In 2006, a midterm election that was also a big year for Democrats, there were barely 200,000 votes cast in the [Maryland] 5th District race. So if there is a similar turnout Nov. 2, and [Republican challenger Charles] Lollar merely matches the GOP’s 80,000 total from 2008, that puts him at 40%. Add another 15,000 votes, and he’s in shocker-upset range. Three weeks ago, I thought Lollar had a shot, based simply on analyzing the district and reading his biography: An up-through-the-ranks Marine intelligence officer – a major in the USMC Reserve. But after having lunch Friday with Lollar, I’m telling you flat-out: This guy’s a winner, if we can just get him the money to do it.
Dick Morris pointed out that there is no recent polling data in districts that are heavily blue and assumed to be safe for Democrats, so there may be many Democrats who are in trouble, and just don’t know it yet. (This on top of all of the other candidates and districts that are already being touted as possible Republican wins in November.) Hoyer might be in trouble, and blissfully unaware of the fact… And since knowing is half the battle, that means the Dems aren’t fighting back in those districts; since the DCCC is targeting their money to those districts where the Democrat candidate is in trouble but still considered to have a fighting chance.

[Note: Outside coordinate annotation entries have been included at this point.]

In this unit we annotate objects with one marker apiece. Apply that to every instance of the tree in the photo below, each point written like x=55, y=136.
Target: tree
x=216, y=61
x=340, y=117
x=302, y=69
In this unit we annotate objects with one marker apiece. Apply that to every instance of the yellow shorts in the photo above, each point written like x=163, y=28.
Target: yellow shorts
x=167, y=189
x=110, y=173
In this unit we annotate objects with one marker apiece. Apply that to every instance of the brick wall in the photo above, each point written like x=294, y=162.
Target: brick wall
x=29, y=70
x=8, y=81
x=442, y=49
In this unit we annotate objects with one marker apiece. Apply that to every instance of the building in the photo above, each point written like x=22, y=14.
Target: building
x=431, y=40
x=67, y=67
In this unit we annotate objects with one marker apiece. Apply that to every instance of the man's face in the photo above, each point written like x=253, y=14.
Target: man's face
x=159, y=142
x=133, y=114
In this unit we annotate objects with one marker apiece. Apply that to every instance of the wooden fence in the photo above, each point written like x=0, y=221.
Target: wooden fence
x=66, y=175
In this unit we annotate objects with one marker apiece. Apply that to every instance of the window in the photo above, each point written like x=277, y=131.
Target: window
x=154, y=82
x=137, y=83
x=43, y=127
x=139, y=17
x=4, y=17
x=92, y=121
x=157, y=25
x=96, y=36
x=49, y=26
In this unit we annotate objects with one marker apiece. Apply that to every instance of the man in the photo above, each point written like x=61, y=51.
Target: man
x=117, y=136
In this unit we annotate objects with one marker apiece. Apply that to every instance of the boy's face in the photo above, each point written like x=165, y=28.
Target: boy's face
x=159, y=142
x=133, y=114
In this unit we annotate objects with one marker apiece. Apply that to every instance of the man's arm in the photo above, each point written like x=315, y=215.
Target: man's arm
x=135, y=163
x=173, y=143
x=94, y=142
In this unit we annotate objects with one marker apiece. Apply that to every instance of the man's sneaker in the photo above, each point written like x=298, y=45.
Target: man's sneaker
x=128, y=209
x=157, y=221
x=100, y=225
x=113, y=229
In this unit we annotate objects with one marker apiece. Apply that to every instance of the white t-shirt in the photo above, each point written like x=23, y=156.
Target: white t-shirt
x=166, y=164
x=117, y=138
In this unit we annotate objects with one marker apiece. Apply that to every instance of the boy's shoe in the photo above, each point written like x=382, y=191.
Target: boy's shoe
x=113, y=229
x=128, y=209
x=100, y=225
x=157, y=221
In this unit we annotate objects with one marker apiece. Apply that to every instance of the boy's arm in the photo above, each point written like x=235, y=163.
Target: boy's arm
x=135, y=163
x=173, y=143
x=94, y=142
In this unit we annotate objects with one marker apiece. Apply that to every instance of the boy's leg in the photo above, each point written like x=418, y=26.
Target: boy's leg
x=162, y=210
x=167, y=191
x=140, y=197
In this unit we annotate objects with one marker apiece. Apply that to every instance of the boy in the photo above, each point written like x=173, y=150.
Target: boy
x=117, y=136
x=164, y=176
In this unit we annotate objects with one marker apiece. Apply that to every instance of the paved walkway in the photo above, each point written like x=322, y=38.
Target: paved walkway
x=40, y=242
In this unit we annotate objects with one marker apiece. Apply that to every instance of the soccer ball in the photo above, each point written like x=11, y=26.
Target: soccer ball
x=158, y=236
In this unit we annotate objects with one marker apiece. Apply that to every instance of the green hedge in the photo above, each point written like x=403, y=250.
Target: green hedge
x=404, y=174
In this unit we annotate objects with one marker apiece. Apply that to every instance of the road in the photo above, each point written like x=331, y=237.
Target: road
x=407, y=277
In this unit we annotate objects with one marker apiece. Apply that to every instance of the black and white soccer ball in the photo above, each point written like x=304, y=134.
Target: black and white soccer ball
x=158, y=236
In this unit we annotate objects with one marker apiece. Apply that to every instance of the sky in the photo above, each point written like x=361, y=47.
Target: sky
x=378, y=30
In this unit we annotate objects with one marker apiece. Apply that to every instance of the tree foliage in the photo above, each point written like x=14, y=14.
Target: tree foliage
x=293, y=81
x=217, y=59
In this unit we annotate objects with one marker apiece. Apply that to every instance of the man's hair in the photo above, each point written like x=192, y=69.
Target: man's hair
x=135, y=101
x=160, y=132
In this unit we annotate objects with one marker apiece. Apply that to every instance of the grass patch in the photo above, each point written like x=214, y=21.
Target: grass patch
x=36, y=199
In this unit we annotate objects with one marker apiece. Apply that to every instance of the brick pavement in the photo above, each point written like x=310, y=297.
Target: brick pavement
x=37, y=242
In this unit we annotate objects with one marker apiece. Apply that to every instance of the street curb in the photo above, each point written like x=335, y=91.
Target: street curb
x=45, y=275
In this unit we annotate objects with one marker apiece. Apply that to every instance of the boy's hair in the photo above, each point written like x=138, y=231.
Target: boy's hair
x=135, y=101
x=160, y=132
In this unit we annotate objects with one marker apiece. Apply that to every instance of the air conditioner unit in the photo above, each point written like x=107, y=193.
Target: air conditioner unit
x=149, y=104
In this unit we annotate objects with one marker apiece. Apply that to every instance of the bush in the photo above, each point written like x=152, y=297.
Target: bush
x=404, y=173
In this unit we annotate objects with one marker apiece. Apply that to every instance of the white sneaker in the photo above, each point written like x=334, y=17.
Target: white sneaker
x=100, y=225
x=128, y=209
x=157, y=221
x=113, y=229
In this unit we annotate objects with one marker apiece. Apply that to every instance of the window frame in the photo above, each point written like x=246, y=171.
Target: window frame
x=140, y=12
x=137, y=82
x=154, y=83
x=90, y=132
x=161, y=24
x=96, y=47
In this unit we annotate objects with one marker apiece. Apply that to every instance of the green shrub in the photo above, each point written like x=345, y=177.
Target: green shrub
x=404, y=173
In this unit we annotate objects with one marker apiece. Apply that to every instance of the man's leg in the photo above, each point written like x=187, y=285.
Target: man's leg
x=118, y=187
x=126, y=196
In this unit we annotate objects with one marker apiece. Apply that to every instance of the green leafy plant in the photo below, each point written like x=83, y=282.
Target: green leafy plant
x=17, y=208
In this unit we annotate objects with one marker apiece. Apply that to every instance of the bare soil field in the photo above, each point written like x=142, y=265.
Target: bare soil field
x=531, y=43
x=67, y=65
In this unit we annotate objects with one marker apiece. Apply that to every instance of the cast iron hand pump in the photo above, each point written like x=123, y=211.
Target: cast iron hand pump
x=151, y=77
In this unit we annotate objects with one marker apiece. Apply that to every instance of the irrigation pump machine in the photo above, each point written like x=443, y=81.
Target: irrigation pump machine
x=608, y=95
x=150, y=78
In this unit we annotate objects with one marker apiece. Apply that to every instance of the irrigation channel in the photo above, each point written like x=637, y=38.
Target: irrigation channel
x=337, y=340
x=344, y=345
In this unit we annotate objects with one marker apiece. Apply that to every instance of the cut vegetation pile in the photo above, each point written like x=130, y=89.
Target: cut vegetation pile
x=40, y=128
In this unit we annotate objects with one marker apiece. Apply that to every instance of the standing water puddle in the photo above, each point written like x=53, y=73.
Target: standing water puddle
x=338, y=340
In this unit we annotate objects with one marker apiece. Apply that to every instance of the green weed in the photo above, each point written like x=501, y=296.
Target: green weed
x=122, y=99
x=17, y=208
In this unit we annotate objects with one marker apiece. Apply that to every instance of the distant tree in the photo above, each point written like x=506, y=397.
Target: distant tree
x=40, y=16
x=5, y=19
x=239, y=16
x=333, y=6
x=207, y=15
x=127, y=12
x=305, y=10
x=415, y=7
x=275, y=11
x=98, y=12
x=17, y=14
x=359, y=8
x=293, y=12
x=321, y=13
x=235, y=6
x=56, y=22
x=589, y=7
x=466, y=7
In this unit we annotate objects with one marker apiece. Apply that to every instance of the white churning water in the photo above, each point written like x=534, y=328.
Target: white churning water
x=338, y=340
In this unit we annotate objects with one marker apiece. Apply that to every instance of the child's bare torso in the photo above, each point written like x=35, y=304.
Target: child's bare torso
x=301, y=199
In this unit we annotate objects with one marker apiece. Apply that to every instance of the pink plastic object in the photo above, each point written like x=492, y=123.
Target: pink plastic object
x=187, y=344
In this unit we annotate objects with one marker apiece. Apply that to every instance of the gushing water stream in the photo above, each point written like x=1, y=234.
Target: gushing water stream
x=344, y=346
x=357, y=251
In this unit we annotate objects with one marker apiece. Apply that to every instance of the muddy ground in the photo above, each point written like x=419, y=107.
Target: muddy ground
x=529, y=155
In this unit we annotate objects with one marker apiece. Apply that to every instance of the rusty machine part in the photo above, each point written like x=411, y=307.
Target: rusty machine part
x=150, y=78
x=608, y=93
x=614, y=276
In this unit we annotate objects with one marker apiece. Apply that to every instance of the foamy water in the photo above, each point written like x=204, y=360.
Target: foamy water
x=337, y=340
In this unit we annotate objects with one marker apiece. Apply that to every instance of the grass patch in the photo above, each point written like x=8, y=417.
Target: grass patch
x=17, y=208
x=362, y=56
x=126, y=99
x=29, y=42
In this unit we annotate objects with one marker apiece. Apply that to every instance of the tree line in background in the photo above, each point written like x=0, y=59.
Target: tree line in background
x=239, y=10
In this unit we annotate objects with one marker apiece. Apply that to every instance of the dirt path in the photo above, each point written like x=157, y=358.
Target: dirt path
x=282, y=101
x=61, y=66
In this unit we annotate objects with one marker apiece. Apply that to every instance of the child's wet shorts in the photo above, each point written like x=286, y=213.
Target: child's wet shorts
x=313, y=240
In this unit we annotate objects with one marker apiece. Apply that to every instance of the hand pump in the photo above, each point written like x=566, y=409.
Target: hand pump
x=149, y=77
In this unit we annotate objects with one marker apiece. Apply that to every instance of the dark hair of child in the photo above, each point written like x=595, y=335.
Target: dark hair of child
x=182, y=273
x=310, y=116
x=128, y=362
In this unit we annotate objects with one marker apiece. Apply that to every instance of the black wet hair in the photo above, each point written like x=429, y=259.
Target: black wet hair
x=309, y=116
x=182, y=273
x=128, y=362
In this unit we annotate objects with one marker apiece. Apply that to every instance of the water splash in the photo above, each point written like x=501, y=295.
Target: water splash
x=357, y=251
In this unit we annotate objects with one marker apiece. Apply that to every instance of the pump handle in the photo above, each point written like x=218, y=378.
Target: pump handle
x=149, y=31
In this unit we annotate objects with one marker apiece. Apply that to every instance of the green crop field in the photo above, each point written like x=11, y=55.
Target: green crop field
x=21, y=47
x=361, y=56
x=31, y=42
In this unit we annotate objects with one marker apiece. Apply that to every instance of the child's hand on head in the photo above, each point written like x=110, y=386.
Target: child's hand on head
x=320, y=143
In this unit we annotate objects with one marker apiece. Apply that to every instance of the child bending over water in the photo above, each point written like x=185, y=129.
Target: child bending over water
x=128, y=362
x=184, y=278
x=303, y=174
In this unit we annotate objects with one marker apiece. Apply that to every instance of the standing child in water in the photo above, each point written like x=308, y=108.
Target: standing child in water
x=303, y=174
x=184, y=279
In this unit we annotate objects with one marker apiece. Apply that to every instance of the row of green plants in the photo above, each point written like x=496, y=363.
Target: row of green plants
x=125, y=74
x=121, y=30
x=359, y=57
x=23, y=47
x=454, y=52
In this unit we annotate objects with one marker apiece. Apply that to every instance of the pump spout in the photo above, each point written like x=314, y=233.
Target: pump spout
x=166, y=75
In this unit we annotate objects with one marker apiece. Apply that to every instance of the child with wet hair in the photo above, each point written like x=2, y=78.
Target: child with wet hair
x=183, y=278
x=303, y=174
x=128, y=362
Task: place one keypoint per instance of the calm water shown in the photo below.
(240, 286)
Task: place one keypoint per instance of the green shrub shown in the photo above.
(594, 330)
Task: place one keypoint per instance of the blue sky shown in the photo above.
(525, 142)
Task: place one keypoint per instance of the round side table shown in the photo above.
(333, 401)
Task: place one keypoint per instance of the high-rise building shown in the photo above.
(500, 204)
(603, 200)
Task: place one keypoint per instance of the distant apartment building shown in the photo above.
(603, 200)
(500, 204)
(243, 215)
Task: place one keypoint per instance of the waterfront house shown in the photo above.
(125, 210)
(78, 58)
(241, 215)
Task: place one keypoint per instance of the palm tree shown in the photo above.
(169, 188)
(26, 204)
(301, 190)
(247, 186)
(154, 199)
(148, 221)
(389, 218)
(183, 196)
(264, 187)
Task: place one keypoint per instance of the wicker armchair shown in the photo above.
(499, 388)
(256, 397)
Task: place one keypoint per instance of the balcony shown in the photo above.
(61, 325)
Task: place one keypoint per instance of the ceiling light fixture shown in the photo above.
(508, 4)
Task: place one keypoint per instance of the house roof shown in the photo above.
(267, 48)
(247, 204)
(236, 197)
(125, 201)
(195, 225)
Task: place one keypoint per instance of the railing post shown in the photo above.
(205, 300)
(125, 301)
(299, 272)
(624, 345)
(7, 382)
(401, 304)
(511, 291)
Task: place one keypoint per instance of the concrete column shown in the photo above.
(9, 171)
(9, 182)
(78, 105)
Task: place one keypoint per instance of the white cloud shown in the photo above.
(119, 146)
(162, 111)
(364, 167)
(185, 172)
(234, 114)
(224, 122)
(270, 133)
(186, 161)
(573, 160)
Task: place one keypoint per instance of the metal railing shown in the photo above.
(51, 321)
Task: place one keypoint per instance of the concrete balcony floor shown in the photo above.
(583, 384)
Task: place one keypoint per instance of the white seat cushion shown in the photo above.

The reason I’m personally enjoying these articles is that I live in Maryland’s fifth district, and Steny Hoyer is the representative who personally fails to represent me. I would love to have my vote against a state Democratic candidate actually mean something rather than be an exercise in futility. Don’t get wrong, I’d cast it anyway; but it would feel good to actually vote for a winner occasionally.